We acknowledge several limitations of our study, the most important of which is its retrospective design, which introduces a high risk of recall bias. This is particularly important since most of the pwMS were already treated and several had treatment switches before being cared for at our institution. While the year of DMT onset and stopping was known in the totality of the cases, in only half of them we knew the month and the exact date in a minority. Also, the design of our study precludes the assessment of the relationship between disability at the onset and during the course and the treatment choice. There is a high risk of selection bias as well. pwMS with more aggressive MS or with more administrative difficulties in the past might have been drawn to seek care at our reference centre. This might be manifest in our results, as a high proportion of pwMS receiving treatment, and it is likely that patients with mild disease (whether under treatment or not) had not sought care in our specialised centre. Nevertheless, the disability in our sample is rather low, which might reflect the care for new onset and younger patients. Although limited by this, our findings might be generalizable to other urban populations in our country given the conditions of our healthcare system.

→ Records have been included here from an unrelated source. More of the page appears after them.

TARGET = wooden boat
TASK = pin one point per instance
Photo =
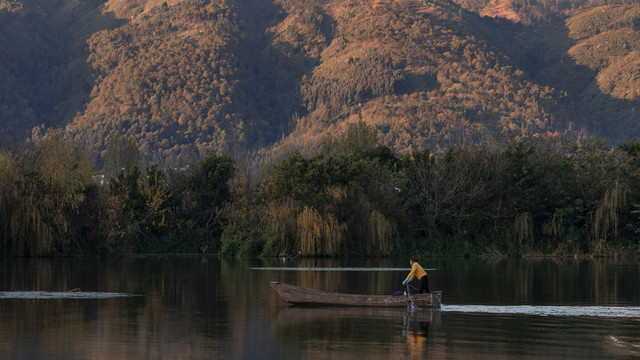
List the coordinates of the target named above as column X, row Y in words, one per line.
column 299, row 295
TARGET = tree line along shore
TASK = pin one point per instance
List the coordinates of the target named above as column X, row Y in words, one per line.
column 506, row 196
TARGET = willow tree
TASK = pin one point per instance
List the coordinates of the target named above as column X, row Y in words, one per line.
column 41, row 192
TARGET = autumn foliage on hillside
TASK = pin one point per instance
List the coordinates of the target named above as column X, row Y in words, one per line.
column 258, row 80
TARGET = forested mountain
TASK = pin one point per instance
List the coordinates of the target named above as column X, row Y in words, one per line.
column 257, row 79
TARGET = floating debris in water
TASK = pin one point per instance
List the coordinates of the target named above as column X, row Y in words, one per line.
column 60, row 295
column 330, row 269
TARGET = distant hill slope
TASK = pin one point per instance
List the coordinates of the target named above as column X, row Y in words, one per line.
column 256, row 79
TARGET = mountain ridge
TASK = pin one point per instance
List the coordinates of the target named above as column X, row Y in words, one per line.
column 259, row 80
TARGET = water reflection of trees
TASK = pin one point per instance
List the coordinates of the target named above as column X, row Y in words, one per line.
column 192, row 305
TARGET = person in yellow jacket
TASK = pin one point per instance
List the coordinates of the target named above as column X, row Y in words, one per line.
column 417, row 272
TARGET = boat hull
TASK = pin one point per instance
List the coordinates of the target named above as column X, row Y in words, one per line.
column 299, row 295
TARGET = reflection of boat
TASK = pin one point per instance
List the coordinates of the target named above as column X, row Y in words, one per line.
column 293, row 316
column 299, row 295
column 623, row 345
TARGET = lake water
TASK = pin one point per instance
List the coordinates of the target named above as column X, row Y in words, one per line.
column 171, row 307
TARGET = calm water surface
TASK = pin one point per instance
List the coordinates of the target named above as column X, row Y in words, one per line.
column 158, row 307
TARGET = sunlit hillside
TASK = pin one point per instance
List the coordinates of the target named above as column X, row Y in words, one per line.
column 259, row 79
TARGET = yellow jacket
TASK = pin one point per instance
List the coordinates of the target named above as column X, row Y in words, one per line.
column 416, row 271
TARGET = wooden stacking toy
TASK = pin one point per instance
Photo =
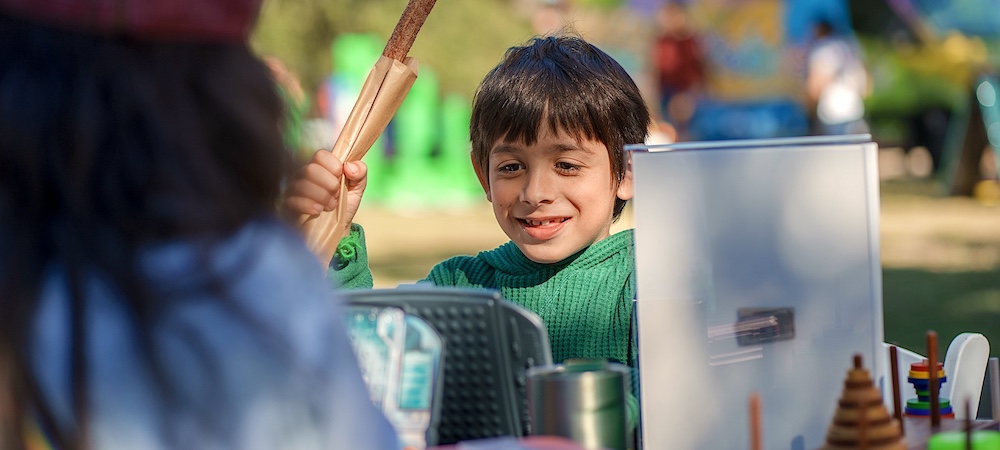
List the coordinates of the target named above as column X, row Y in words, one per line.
column 861, row 420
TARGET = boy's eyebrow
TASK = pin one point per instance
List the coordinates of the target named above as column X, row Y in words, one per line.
column 560, row 147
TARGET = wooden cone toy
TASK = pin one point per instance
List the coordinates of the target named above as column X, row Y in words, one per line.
column 861, row 420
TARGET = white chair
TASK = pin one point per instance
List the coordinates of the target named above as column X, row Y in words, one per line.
column 964, row 366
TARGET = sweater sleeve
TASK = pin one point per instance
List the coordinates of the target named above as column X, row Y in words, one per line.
column 349, row 268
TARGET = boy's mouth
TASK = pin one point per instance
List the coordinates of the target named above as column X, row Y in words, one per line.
column 542, row 222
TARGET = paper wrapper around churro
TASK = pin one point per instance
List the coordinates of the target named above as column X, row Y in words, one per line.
column 383, row 91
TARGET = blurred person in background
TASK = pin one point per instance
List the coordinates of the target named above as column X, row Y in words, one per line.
column 837, row 83
column 151, row 299
column 679, row 64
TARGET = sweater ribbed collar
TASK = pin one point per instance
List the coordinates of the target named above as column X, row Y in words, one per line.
column 509, row 259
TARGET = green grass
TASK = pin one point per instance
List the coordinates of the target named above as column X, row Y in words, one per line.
column 916, row 301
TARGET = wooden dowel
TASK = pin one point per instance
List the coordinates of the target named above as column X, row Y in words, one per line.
column 968, row 424
column 897, row 410
column 756, row 440
column 932, row 381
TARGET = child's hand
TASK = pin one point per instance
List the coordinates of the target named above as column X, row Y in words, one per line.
column 317, row 188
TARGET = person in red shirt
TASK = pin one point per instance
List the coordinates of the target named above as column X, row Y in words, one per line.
column 678, row 62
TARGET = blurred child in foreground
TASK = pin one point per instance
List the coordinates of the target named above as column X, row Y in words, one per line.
column 151, row 298
column 548, row 128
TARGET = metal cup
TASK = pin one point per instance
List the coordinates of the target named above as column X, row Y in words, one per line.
column 581, row 400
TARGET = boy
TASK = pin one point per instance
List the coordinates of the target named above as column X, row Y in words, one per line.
column 548, row 128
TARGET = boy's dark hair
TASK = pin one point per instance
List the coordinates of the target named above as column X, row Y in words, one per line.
column 570, row 83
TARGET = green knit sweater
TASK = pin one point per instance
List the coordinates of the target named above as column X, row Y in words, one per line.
column 585, row 300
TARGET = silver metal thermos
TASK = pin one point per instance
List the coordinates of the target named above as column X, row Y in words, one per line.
column 582, row 400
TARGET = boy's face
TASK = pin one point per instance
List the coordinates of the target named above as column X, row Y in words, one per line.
column 554, row 197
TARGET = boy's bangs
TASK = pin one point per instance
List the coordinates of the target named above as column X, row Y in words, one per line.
column 552, row 102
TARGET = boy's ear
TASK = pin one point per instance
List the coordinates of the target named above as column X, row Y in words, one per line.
column 626, row 189
column 483, row 179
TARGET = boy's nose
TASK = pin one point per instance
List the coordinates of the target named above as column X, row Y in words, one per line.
column 539, row 189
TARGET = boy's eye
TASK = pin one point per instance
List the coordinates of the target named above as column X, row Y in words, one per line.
column 508, row 168
column 567, row 166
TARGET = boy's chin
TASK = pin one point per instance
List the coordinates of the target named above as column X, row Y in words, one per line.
column 542, row 255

However, roughly half of the population in our country is not covered by the contributive healthcare system, and nearly 20% of the population lives in rural areas. Therefore, our results might not be generalizable to that portion of the population.

Conclusions

In conclusion, our findings suggest that a majority of people with MS will have treatment changes, most likely driven by disease activity, but strongly influenced by coverage and care-related factors. Most treatment changes have occurred involving interferons, likely due to being the first DMTs available. Further study is needed to assess persistence and its determinants in healthcare settings from other Latin-American countries.